Name: Nicole Yurcaba
College & Majors/Minors: BA—Business Administration, Bridgewater College; BA—English, Bridgewater College, Masters of Humanities—Writing, Tiffin University; MFA—Writing, Lindenwood University
Current Location: West Virginia and Virginia, USA
Current Form of Employment: English Instructor
Where do you work and what is your current position?
Currently, I teach poetry, Ukrainian literature, effective writing, Publishing and Marketing, and a variety of other courses at Bridgewater College in the Shenandoah Valley of Virginia.
Tell us about how you found your first job, and how you found your current job (if different).
Wow! My first job. I worked as a bank teller through high school and college, and through graduate school I worked as a substitute teacher, a bank teller, an adjunct professor, and a farm hand. All of those jobs I acquired through networking, which then set the trend for the rest of my career journeys. As my first full-time job, I worked as a Developmental Education Coordinator for a small community college in rural West Virginia where I had originally worked as an adjunct. My job duties consisted of reshaping developmental educational courses and documenting assessment data. In 2015, however, the chair of the English department at Bridgewater College, who during my undergraduate career had been one of my professors, called me and invited me to an interview, because the department was interested in adding an instructor with experience in developmental education. I was offered a non-tenure track instructor’s position shortly thereafter, and I am now entering my fifth year teaching at Bridgewater College.
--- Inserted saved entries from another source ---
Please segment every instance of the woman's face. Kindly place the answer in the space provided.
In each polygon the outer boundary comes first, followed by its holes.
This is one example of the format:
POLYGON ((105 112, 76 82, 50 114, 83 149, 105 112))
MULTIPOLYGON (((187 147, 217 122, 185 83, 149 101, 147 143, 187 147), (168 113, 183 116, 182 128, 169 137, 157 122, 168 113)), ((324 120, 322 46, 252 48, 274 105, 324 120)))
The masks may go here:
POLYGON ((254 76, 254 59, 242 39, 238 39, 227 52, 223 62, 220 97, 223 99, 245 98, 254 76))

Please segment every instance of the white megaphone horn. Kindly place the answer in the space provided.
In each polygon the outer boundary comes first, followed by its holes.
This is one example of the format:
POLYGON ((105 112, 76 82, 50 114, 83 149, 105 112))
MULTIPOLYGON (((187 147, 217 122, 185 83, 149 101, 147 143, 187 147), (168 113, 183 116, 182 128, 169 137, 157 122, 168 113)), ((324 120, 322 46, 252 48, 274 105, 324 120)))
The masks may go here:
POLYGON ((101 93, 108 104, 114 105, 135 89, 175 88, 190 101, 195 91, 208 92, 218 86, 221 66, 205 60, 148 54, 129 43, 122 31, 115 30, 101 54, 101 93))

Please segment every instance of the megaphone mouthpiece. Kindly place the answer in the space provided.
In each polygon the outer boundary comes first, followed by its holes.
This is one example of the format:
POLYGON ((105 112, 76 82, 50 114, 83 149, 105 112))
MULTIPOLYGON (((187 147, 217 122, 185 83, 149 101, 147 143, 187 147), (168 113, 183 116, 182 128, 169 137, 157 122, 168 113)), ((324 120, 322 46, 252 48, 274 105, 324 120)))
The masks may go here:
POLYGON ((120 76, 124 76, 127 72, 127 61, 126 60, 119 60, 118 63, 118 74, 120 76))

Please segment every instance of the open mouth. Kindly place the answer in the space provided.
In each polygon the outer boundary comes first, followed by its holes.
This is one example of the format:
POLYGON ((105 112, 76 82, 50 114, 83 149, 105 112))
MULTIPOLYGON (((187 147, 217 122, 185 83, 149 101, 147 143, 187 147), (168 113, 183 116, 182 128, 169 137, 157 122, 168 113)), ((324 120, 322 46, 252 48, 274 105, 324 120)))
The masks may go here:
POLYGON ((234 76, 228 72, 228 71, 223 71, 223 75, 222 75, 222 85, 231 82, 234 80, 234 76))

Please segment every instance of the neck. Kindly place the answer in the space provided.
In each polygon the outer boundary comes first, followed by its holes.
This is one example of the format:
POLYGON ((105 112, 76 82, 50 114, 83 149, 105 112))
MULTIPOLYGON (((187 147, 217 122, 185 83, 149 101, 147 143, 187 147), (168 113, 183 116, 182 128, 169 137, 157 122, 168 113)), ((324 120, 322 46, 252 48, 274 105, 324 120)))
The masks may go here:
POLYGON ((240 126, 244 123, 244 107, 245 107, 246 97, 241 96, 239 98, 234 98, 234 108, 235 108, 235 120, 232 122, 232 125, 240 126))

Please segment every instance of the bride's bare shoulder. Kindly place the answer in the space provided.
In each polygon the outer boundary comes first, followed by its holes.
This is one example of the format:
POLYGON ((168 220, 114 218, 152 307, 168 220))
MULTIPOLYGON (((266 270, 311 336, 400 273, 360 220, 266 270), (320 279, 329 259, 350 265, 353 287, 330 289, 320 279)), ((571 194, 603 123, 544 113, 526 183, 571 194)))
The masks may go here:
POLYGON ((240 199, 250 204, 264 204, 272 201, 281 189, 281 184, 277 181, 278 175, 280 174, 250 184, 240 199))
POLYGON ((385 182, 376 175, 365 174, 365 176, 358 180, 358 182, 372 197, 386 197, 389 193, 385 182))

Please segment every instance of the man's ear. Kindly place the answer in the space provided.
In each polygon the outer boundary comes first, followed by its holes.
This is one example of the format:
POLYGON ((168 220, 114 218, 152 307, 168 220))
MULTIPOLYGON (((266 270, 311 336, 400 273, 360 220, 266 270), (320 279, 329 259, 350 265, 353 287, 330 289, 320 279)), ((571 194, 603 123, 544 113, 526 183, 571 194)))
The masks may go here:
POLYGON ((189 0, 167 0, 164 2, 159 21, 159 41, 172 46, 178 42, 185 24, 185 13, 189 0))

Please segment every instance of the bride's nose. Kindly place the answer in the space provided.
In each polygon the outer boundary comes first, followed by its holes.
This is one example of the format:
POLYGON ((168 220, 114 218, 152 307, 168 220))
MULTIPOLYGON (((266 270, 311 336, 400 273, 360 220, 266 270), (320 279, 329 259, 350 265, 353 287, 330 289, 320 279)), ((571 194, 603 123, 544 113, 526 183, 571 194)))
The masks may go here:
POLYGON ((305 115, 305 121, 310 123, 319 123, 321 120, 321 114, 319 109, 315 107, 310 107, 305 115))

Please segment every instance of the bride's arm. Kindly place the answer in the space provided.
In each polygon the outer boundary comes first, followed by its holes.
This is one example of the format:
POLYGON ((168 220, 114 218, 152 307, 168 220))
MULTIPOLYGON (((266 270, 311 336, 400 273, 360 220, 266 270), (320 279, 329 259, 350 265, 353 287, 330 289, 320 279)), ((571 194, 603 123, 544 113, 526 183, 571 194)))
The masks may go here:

What was another writing-related job that was important in your career?
Another writing-related job that was important in my career was working as Reading Interventionist for K-3 and then 8th grade. Basically, I worked with students of varying academic capabilities on reading and writing skills both during and outside their regular Language Arts lessons. Working with younger students of varying abilities allowed me to develop useful teaching strategies that help me work with college students of varying abilities in all of the classes that I teach.
What did you do in college to prepare for your post-grad life?
I read everything that I could that was not related to class, and I attended every conference, every open mic event, etc. that I could possibly attend. I also spent a great deal of time with my professors outside of class, discussing literature and writing and publishing. Lastly, I dedicated at least an hour every day to my own personal writing, and I never typed a draft until the final draft—I wrote everything longhand in my journals.
What is your advice for students and graduates with an English degree?
Don’t give up! If I had quit at the first rejection letter, I would not be in a field that I absolutely love. Also, take advantage of every possible work and educational opportunity, because the more experience that a person has, the better, because employers often deem writers as invaluable. Even when I worked as a bank teller, I learned quickly that none of my co-workers wanted to write overdraft and business letters, so, because I was the English major, my manager often gave me that task. Even when I worked as a farm hand, I often proofread and edited my boss’s professional correspondences. Therefore, by proving that I was an asset—no matter the job—and that my talent had a place, I affirmed my position as a writer even when I worked at a job that others wouldn’t associate with writing.